La couverture du livre de mémoires La Marseillaise du général Giap qu’a présenté Claude Blanchemaison au public français le 10 octobre 2013.

D’après Blanchemaison, dans les années 1989-1991, les circonstances étaient à tous égards exceptionnelles «C’était l’époque où le Vietnam entreprenait de se réformer, de s’ouvrir aux investissements étrangers et de diversifier ses relations extérieures. Beaucoup de vieux révolutionnaires francophones étaient encore au pouvoir ou proches du pouvoir et, parmi eux, Vo Nguyên Giap. Une majorité pensait alors que la France, au cœur de l’Europe des Douze, pouvait jouer un rôle actif dans la modernisation de l’économie et dans la réinsertion du pays sur la scène internationale».

L’auteur ajoute : «Nationalisme ombrageux et volonté d’ouverture, ces deux traits caractérisent bien les dirigeants vietnamiens de l’époque».

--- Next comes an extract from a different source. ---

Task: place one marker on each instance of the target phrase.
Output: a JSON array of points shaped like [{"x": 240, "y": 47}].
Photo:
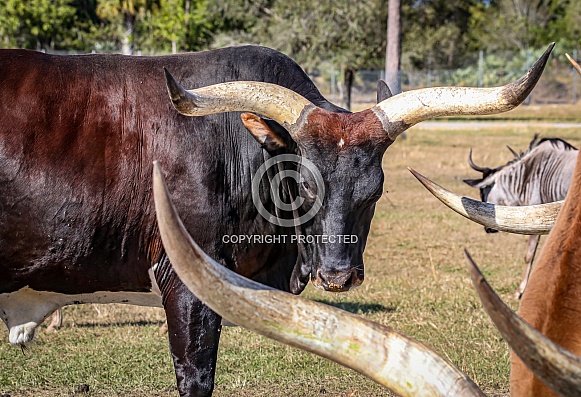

Blanchemaison ne cache pas sa grande admiration pour le général Vo Nguyên Giap qu’il a rencontré une quinzaine de fois au cours de sa mission au Vietnam.

Le général Giap aux yeux de Blanchemaison

Blanchemaison voit en Giap «un personnage hors du commun, un personnage historique qui avait réussi le triple exploit de harceler l’occupant japonais, de battre la puissance coloniale française, puis de chasser les Américains».

Dès la première rencontre, le général Giap a exprimé au diplomate son attachement à la culture française, sa fidélité à l’idéal Révolutionnaire de 1789, son désir de promouvoir la francophonie et surtout la coopération économique et culturelle entre le Vietnam et la France.

Blanchemaison témoigne : «Le général Giap a toujours accepté de recevoir les visiteurs français qui demandaient à le voir : ministres, hommes d’affaires, écrivains… Il se montrait enjoué, ouvert, parfois espiègle, en tout cas curieux de tout. Il n’était cependant pas tout à fait dupe de la curiosité qu’il suscitait. Je l’ai entendu faire, devant un secrétaire d’État en retraite, l’éloge de la petite et moyenne entreprise, et de ce fait le bien qu’il pensait d’un ouvrage français qu’il avait découvert sur le marketing. Soudain, il se rapproche de ses interlocuteurs perplexes et leur dit sans rire pour mettre un terme à l’entretien : «Small is beautiful, n’est-ce pas, Monsieur le Ministre ?»

Giap est un partisan résolu de l’ouverture. «Son attitude allait permettre de lever l’interdit portant sur certains thèmes de coopération avec la France, et par conséquent avec les pays occidentaux en général. Avant la chute du mur de Berlin et la dislocation du bloc communiste, le Vietnam n’avait entretenu des relations diplomatiques qu’avec quelques pays de l’Occident».

Claude Blanchemaison nous confie : «Le présent ouvrage est un témoignage qui fait état de l’expérience vécue pendant les quatre années de ma mission à Hanoi, des apparitions du général Giap et de son rôle même modeste pour rendre possible un certain nombre de réalisations concrètes, telles que l’ouverture du premier centre culturel occidental à Hanoï, le tournage d’un film sur Diên Biên Phu ou l’ouverte du premier institut de gestion des entreprises dans le contexte d’une économie de marché – trois réalisations françaises bien sûr. Le moment clé de cette évolution fut probablement le 14 juillet 1989 mais nous n’en avions pas conscience à l’époque».